In Hansen's work “A Daoist theory of Chinese thought”, Hansen investigates why early Chinese thought has such a strong emphasis on Dao.
The first hypotheses Hansen discusses are historical views. China and with it Chinese philosophy developed in a relative isolation. Early Chinese writings were created for ritualistic purposes. These rituals were performed to receive guidance form deceased ancestors. According to Hansen, this focus on guidance remains prevalent in Chinese philosophy. Furthermore, early Chinese philosophy develops in the warring states period, meaning there is a strong emphasis on change.
Hansen then moves on to discuss linguistic interpretations for the prevalence of Dao.

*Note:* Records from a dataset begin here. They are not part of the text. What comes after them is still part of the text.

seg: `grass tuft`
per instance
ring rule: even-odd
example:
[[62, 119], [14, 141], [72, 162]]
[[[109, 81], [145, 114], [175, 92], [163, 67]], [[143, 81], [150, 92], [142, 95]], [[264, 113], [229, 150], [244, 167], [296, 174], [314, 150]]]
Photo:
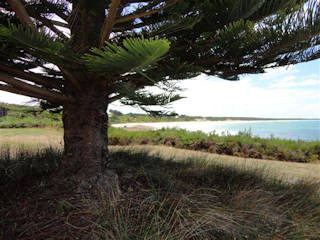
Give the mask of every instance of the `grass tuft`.
[[319, 183], [290, 183], [264, 169], [226, 166], [192, 155], [164, 158], [148, 148], [117, 147], [111, 148], [110, 157], [121, 194], [100, 192], [88, 200], [52, 192], [65, 181], [46, 177], [60, 156], [52, 148], [24, 149], [14, 157], [10, 149], [3, 151], [1, 166], [24, 170], [11, 175], [20, 187], [7, 188], [0, 198], [0, 214], [6, 216], [0, 221], [0, 238], [316, 240], [320, 234]]

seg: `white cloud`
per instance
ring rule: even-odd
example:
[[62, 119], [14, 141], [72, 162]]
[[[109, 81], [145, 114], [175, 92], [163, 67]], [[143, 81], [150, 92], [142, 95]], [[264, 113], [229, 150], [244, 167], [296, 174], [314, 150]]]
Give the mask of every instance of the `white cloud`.
[[12, 104], [27, 104], [31, 101], [31, 98], [0, 91], [0, 102], [12, 103]]
[[296, 66], [290, 65], [287, 67], [270, 68], [266, 70], [266, 73], [259, 76], [259, 80], [274, 80], [283, 77], [283, 75], [299, 73], [299, 69]]
[[257, 87], [246, 77], [238, 82], [199, 76], [183, 84], [186, 99], [173, 105], [178, 113], [202, 116], [320, 117], [317, 89]]

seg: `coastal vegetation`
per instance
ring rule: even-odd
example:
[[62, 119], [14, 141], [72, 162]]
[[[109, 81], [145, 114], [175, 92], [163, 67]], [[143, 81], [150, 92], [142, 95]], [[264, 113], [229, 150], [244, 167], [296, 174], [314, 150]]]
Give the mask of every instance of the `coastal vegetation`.
[[318, 238], [319, 183], [308, 172], [295, 178], [288, 170], [284, 179], [280, 167], [225, 165], [216, 156], [154, 148], [111, 146], [121, 196], [96, 191], [94, 200], [71, 191], [70, 176], [54, 177], [62, 148], [2, 147], [0, 238]]
[[316, 0], [7, 0], [0, 15], [0, 90], [63, 109], [59, 168], [79, 186], [110, 185], [112, 102], [166, 114], [182, 98], [175, 80], [319, 58]]
[[[0, 128], [62, 128], [62, 114], [45, 110], [38, 106], [14, 105], [0, 103], [0, 109], [6, 109], [6, 115], [0, 116]], [[187, 115], [152, 116], [139, 113], [122, 113], [109, 111], [109, 123], [143, 123], [143, 122], [180, 122], [180, 121], [226, 121], [226, 120], [303, 120], [288, 118], [255, 118], [255, 117], [201, 117]]]
[[278, 138], [259, 138], [250, 132], [237, 135], [206, 134], [184, 129], [126, 131], [109, 129], [110, 145], [153, 144], [206, 151], [246, 158], [276, 159], [280, 161], [313, 162], [320, 160], [320, 141], [294, 141]]
[[[51, 137], [44, 138], [42, 140], [44, 143], [59, 143], [62, 146], [61, 114], [31, 106], [5, 104], [1, 106], [8, 111], [6, 116], [0, 117], [0, 144], [9, 141], [13, 144], [37, 146], [40, 142], [39, 138], [47, 134]], [[121, 114], [121, 116], [130, 117], [130, 114]], [[135, 115], [132, 114], [132, 116]], [[146, 120], [152, 117], [143, 116], [143, 118]], [[156, 120], [154, 117], [152, 119]], [[48, 128], [56, 130], [50, 131]], [[109, 127], [108, 138], [110, 145], [151, 144], [246, 158], [294, 162], [320, 160], [320, 141], [259, 138], [252, 136], [250, 132], [218, 135], [215, 132], [206, 134], [183, 129], [127, 131], [126, 128]]]
[[62, 127], [60, 113], [52, 113], [37, 106], [0, 103], [5, 115], [0, 116], [0, 128]]

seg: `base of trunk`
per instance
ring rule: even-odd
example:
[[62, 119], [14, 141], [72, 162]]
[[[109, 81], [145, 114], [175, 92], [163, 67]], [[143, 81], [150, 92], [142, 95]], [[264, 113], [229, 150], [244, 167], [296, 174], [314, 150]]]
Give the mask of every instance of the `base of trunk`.
[[77, 187], [77, 193], [86, 194], [92, 191], [107, 194], [119, 194], [119, 177], [113, 170], [105, 170], [95, 176], [80, 179]]

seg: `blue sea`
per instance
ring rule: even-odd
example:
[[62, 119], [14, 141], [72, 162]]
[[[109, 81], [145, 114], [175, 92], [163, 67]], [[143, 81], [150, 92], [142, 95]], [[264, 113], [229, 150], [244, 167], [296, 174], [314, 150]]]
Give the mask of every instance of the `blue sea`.
[[262, 138], [282, 138], [291, 140], [320, 140], [320, 120], [276, 120], [276, 121], [199, 121], [199, 122], [157, 122], [127, 123], [115, 126], [144, 125], [155, 129], [181, 128], [189, 131], [215, 132], [235, 135], [239, 132], [250, 132]]

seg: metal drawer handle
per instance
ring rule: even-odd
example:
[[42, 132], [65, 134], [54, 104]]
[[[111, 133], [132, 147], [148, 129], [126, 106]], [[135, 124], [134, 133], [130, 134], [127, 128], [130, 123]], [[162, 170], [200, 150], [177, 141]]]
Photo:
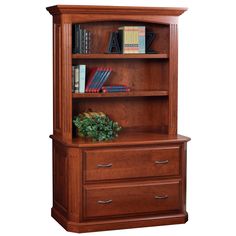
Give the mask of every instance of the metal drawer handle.
[[168, 195], [156, 195], [155, 196], [155, 199], [166, 199], [166, 198], [168, 198], [169, 196]]
[[109, 204], [109, 203], [112, 203], [111, 199], [110, 200], [105, 200], [105, 201], [102, 201], [102, 200], [98, 201], [98, 204]]
[[109, 167], [112, 167], [112, 163], [108, 163], [108, 164], [98, 164], [97, 167], [98, 167], [98, 168], [109, 168]]
[[155, 164], [167, 164], [169, 162], [169, 160], [159, 160], [159, 161], [155, 161]]

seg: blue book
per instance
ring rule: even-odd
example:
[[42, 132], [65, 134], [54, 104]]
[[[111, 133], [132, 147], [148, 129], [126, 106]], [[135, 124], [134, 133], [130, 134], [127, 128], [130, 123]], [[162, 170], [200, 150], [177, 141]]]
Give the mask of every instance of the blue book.
[[145, 53], [145, 26], [139, 26], [138, 27], [138, 38], [139, 38], [139, 43], [138, 43], [138, 48], [139, 48], [139, 53]]
[[103, 84], [107, 81], [108, 77], [109, 77], [110, 74], [111, 74], [111, 71], [112, 71], [111, 68], [108, 68], [108, 69], [107, 69], [107, 73], [103, 76], [103, 78], [102, 78], [102, 80], [100, 81], [99, 86], [98, 86], [98, 88], [97, 88], [97, 91], [98, 91], [98, 92], [99, 92], [100, 89], [102, 88]]
[[101, 79], [102, 79], [102, 77], [103, 77], [103, 75], [104, 75], [104, 73], [105, 73], [105, 68], [103, 68], [103, 67], [100, 67], [99, 68], [100, 70], [100, 73], [99, 73], [99, 75], [97, 76], [97, 78], [96, 78], [96, 80], [94, 80], [94, 82], [93, 82], [93, 84], [91, 84], [91, 92], [92, 93], [97, 93], [97, 86], [98, 86], [98, 84], [100, 83], [100, 81], [101, 81]]
[[93, 87], [94, 87], [95, 81], [97, 81], [100, 78], [101, 72], [102, 72], [101, 67], [98, 67], [97, 70], [96, 70], [95, 75], [93, 76], [90, 84], [88, 85], [87, 89], [88, 89], [89, 93], [93, 92]]
[[96, 84], [96, 93], [99, 93], [102, 87], [102, 81], [104, 80], [104, 78], [107, 76], [108, 73], [109, 73], [109, 68], [104, 68], [103, 74], [99, 79], [98, 83]]

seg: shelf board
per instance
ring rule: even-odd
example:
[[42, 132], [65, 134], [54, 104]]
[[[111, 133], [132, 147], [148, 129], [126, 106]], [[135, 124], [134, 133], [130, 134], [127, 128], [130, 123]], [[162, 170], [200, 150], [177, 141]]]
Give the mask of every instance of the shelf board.
[[154, 91], [130, 91], [130, 92], [116, 92], [116, 93], [73, 93], [73, 98], [109, 98], [109, 97], [155, 97], [168, 96], [166, 90]]
[[113, 53], [97, 53], [97, 54], [72, 54], [73, 59], [158, 59], [168, 58], [167, 53], [156, 54], [113, 54]]
[[[53, 140], [62, 142], [55, 136], [50, 136]], [[122, 130], [119, 137], [111, 141], [94, 142], [88, 138], [73, 138], [72, 142], [63, 143], [71, 147], [106, 147], [106, 146], [126, 146], [126, 145], [147, 145], [147, 144], [175, 144], [188, 142], [190, 138], [182, 135], [160, 134], [155, 131], [135, 131]]]

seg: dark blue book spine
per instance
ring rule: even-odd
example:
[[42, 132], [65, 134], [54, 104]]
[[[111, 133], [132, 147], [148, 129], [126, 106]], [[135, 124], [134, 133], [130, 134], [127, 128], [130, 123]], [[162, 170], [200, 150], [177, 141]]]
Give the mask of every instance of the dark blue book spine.
[[94, 77], [93, 77], [93, 79], [92, 79], [90, 85], [88, 86], [88, 92], [89, 92], [89, 93], [92, 93], [92, 92], [93, 92], [92, 89], [93, 89], [94, 83], [95, 83], [95, 81], [100, 77], [100, 73], [101, 73], [101, 69], [100, 69], [100, 67], [99, 67], [99, 68], [97, 68], [97, 71], [96, 71], [96, 73], [95, 73], [95, 75], [94, 75]]
[[92, 88], [92, 92], [94, 93], [98, 93], [99, 91], [97, 90], [98, 85], [100, 83], [100, 81], [102, 80], [102, 78], [104, 77], [104, 74], [106, 73], [106, 68], [101, 68], [101, 73], [99, 75], [99, 77], [96, 79], [96, 81], [94, 81], [94, 85]]
[[72, 25], [72, 53], [80, 53], [80, 25]]
[[111, 74], [112, 69], [108, 68], [108, 73], [106, 74], [106, 76], [103, 77], [103, 79], [101, 80], [99, 87], [98, 87], [98, 91], [100, 91], [100, 89], [102, 88], [103, 84], [108, 80], [110, 74]]
[[98, 68], [98, 73], [97, 73], [96, 77], [94, 77], [94, 79], [91, 82], [91, 85], [89, 86], [89, 92], [90, 93], [94, 93], [95, 92], [96, 84], [101, 79], [102, 74], [103, 74], [103, 69], [101, 67], [99, 67]]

The Chinese written language is believed by some to have started as a pictographic language.
There is a widespread debate on whether this is true or not.

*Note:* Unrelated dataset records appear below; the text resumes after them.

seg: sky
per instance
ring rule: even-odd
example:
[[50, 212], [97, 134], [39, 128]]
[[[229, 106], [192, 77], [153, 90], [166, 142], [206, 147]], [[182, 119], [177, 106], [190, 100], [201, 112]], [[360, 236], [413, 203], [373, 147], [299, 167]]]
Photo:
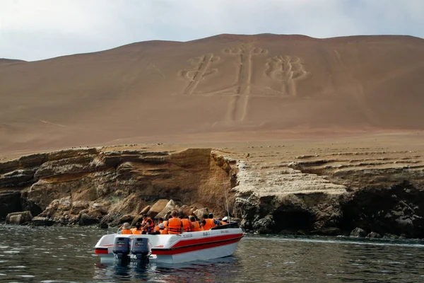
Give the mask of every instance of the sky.
[[0, 58], [221, 33], [424, 37], [424, 0], [0, 0]]

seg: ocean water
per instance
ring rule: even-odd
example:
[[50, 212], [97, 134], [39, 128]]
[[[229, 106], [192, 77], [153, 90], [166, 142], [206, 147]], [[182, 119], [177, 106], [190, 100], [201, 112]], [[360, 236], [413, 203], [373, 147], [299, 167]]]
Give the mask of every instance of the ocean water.
[[104, 265], [94, 227], [0, 225], [0, 282], [421, 282], [424, 241], [246, 236], [234, 255], [178, 265]]

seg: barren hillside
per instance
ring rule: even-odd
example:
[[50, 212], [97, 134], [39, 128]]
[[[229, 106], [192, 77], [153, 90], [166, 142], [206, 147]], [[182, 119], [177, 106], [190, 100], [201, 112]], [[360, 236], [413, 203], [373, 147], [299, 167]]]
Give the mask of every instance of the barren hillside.
[[221, 35], [0, 61], [2, 154], [424, 127], [424, 40], [412, 37]]

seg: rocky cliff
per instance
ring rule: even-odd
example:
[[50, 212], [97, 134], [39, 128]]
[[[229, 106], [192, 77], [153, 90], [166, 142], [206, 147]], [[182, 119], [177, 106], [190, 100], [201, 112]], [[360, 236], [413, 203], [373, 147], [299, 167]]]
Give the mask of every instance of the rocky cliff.
[[28, 210], [56, 223], [117, 224], [148, 205], [157, 214], [168, 200], [223, 215], [225, 190], [232, 216], [247, 232], [359, 228], [371, 236], [424, 237], [422, 151], [283, 146], [252, 146], [248, 154], [134, 146], [22, 156], [0, 163], [0, 216]]
[[232, 162], [211, 149], [72, 149], [22, 156], [0, 163], [0, 217], [30, 211], [64, 224], [83, 215], [86, 222], [116, 224], [163, 199], [223, 213]]

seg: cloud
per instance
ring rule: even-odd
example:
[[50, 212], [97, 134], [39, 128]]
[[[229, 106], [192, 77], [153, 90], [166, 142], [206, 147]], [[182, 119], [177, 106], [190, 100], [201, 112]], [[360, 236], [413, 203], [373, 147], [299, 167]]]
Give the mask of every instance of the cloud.
[[0, 57], [37, 60], [220, 33], [424, 37], [422, 0], [2, 0]]

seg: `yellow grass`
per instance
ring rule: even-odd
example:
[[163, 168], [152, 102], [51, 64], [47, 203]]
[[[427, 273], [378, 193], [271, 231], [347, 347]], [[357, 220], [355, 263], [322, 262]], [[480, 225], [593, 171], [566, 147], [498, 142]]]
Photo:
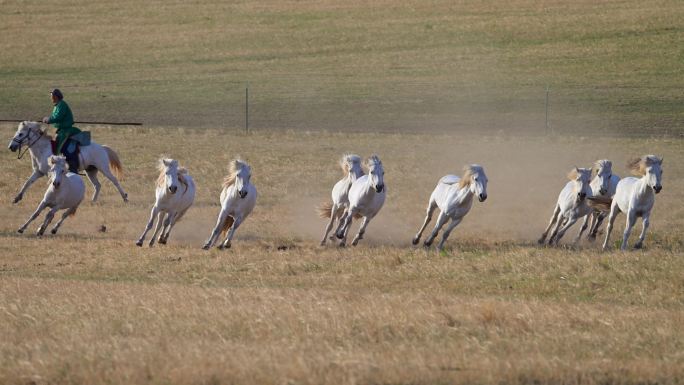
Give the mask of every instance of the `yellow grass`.
[[[15, 230], [46, 181], [12, 206], [30, 166], [2, 152], [0, 383], [684, 379], [681, 140], [93, 134], [119, 153], [130, 203], [103, 181], [101, 202], [85, 202], [58, 235], [43, 239], [31, 235], [38, 223], [24, 235]], [[320, 248], [325, 220], [315, 206], [328, 199], [341, 177], [337, 160], [349, 151], [379, 154], [387, 204], [358, 247]], [[167, 246], [141, 249], [135, 241], [162, 153], [187, 166], [197, 200]], [[644, 250], [533, 244], [568, 168], [608, 158], [627, 176], [626, 161], [647, 153], [665, 157], [665, 173]], [[257, 208], [232, 249], [204, 252], [237, 155], [252, 166]], [[468, 163], [484, 166], [489, 199], [452, 233], [447, 252], [411, 247], [434, 184]]]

Hansen argues against participating in this debate.
He claims that we should just recognize that Chinese characters directly carry meaning.
These meaning carrying characters have been used in many different languages.

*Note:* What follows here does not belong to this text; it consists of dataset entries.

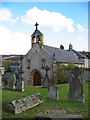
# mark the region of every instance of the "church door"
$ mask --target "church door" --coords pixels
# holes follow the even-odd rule
[[[41,75],[38,71],[34,73],[34,86],[41,85]]]

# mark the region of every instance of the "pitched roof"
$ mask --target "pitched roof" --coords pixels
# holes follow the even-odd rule
[[[78,56],[78,58],[88,58],[88,57],[86,57],[85,55],[83,55],[83,54],[81,54],[81,53],[79,53],[79,52],[77,52],[77,51],[75,51],[75,50],[72,50],[74,53],[76,53],[76,55]]]
[[[53,54],[56,55],[56,61],[61,63],[73,62],[76,64],[84,63],[84,61],[80,60],[77,54],[73,51],[67,51],[64,49],[59,49],[47,45],[43,45],[43,48],[53,57]]]

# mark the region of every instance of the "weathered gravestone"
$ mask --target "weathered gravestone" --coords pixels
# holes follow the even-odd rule
[[[46,70],[46,75],[45,75],[45,78],[43,80],[43,87],[46,87],[48,88],[49,87],[49,75],[48,75],[48,71],[50,70],[50,67],[47,65],[45,67],[45,70]]]
[[[35,120],[83,120],[82,115],[66,114],[65,110],[56,110],[54,113],[39,113]]]
[[[7,106],[7,111],[13,114],[19,114],[43,102],[40,93],[11,101]]]
[[[48,97],[49,99],[53,100],[59,100],[58,97],[58,88],[54,82],[54,80],[50,81],[49,87],[48,87]]]
[[[22,74],[17,75],[16,77],[16,88],[17,91],[24,91],[24,81],[22,79]]]
[[[16,76],[14,73],[9,74],[8,84],[5,86],[6,89],[15,90]]]
[[[70,72],[69,76],[69,100],[84,102],[83,95],[83,71],[76,67]]]

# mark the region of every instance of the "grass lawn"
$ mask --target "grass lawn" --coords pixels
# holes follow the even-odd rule
[[[16,92],[16,91],[3,89],[2,117],[3,118],[34,118],[34,116],[40,112],[52,113],[56,109],[65,109],[68,114],[69,113],[81,114],[84,118],[87,118],[88,117],[88,85],[90,86],[90,82],[86,82],[84,84],[85,103],[68,101],[68,92],[69,92],[68,84],[58,85],[59,101],[48,100],[47,99],[48,91],[46,88],[26,86],[24,92]],[[6,112],[5,108],[12,99],[19,99],[36,93],[40,93],[43,96],[43,100],[44,100],[44,102],[41,103],[39,106],[31,108],[18,115],[13,115],[11,113]]]

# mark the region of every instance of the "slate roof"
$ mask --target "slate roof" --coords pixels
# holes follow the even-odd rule
[[[56,61],[61,63],[73,62],[76,64],[83,64],[84,61],[80,60],[77,54],[73,51],[67,51],[60,48],[55,48],[47,45],[43,45],[43,48],[53,57],[53,54],[56,55]]]
[[[77,52],[75,50],[72,50],[72,51],[78,56],[78,58],[88,58],[85,55],[83,55],[83,54],[81,54],[81,53],[79,53],[79,52]]]

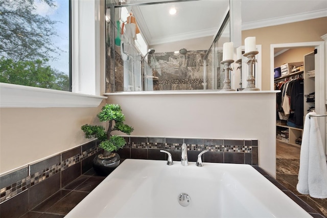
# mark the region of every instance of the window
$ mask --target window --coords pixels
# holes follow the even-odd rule
[[[69,91],[69,0],[0,3],[0,82]]]
[[[104,85],[102,86],[100,83],[100,71],[104,70],[100,67],[102,62],[104,62],[103,60],[104,51],[100,49],[101,43],[104,43],[104,37],[101,36],[100,28],[100,23],[103,21],[98,18],[101,17],[100,15],[102,11],[101,9],[104,7],[104,1],[34,0],[33,2],[31,0],[28,2],[41,3],[44,1],[58,4],[65,2],[71,4],[72,25],[69,31],[71,32],[72,76],[71,78],[73,93],[0,82],[0,107],[99,106],[103,99],[107,98],[99,96],[101,87],[104,87]],[[25,4],[25,2],[26,0],[0,1],[0,35],[3,33],[2,28],[4,28],[4,7],[10,6],[17,8],[19,7],[17,5]],[[23,12],[26,12],[27,8],[20,8],[19,14],[24,15]],[[44,11],[44,10],[43,9],[41,11]],[[42,33],[48,34],[46,32]],[[59,38],[59,41],[62,42],[62,39]],[[0,41],[2,40],[0,38]],[[34,48],[37,48],[39,47]],[[3,54],[0,52],[0,58]],[[63,54],[61,53],[60,55]],[[3,72],[2,67],[0,64],[0,73]]]

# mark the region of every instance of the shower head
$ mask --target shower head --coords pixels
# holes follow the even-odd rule
[[[147,56],[148,56],[148,54],[152,54],[154,53],[155,51],[154,50],[154,49],[149,49],[148,50],[148,52],[147,52],[147,53],[145,54],[145,55],[144,55],[144,57],[143,57],[142,59],[141,59],[141,61],[143,61],[144,59],[146,58],[146,57]]]
[[[153,49],[150,49],[148,50],[148,54],[152,54],[154,53],[155,51]]]
[[[179,50],[179,54],[185,54],[188,52],[188,50],[183,48],[181,50]]]

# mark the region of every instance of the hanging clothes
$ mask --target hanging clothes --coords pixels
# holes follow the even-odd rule
[[[276,96],[279,118],[290,126],[303,127],[303,78],[298,77],[275,84],[275,89],[281,90]]]
[[[125,27],[125,32],[124,32]],[[135,44],[134,40],[137,39],[136,34],[139,33],[139,29],[136,23],[136,19],[132,13],[127,17],[126,24],[123,23],[122,35],[124,35],[125,42],[129,44]]]

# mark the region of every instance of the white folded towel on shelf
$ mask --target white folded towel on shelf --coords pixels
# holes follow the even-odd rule
[[[316,115],[306,116],[300,154],[297,191],[318,198],[327,198],[327,164]]]

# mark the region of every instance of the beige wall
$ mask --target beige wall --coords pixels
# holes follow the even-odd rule
[[[323,41],[326,33],[327,17],[242,31],[242,45],[245,38],[255,36],[262,46],[262,90],[270,89],[271,44]]]
[[[98,123],[96,115],[103,105],[1,108],[0,174],[90,141],[84,138],[81,126]]]

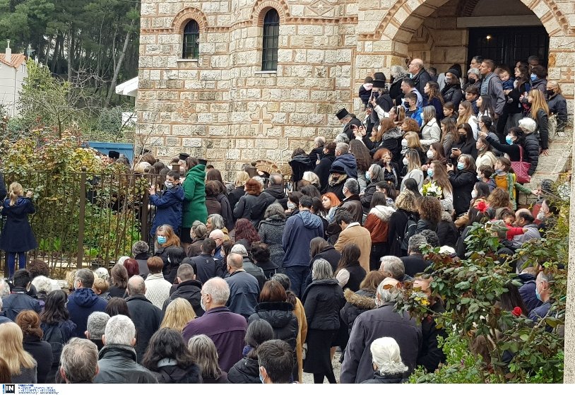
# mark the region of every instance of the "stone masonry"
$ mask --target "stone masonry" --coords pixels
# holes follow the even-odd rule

The mastery of these languages involves only pattern recognition.
This results in a wildly different philosophy of language when compared to philosophy done in Alphabetic languages.
Primarily, there is little focus on how we comprehend language in Chinese philosophy.
Furthermore, as spoken languages, Chinese languages have a strong emphasis on tone. These tones also carry meaning directly in contrast to Indo-European languages.
Another mediator of language is work order. Chinese languages do not have complex morphology, therefore the function of a certain word is determined only by its position in a sentence.
Lastly, Indo-European languages make a distinction between mass- and count-nouns (EG. Water or Horse respectively). This distinction, according to Hansen, leads to a philosophy in which reality has multiple different structures. These forms of ontology are absent from Chinese thought where the mass- count-noun distinction does not exist.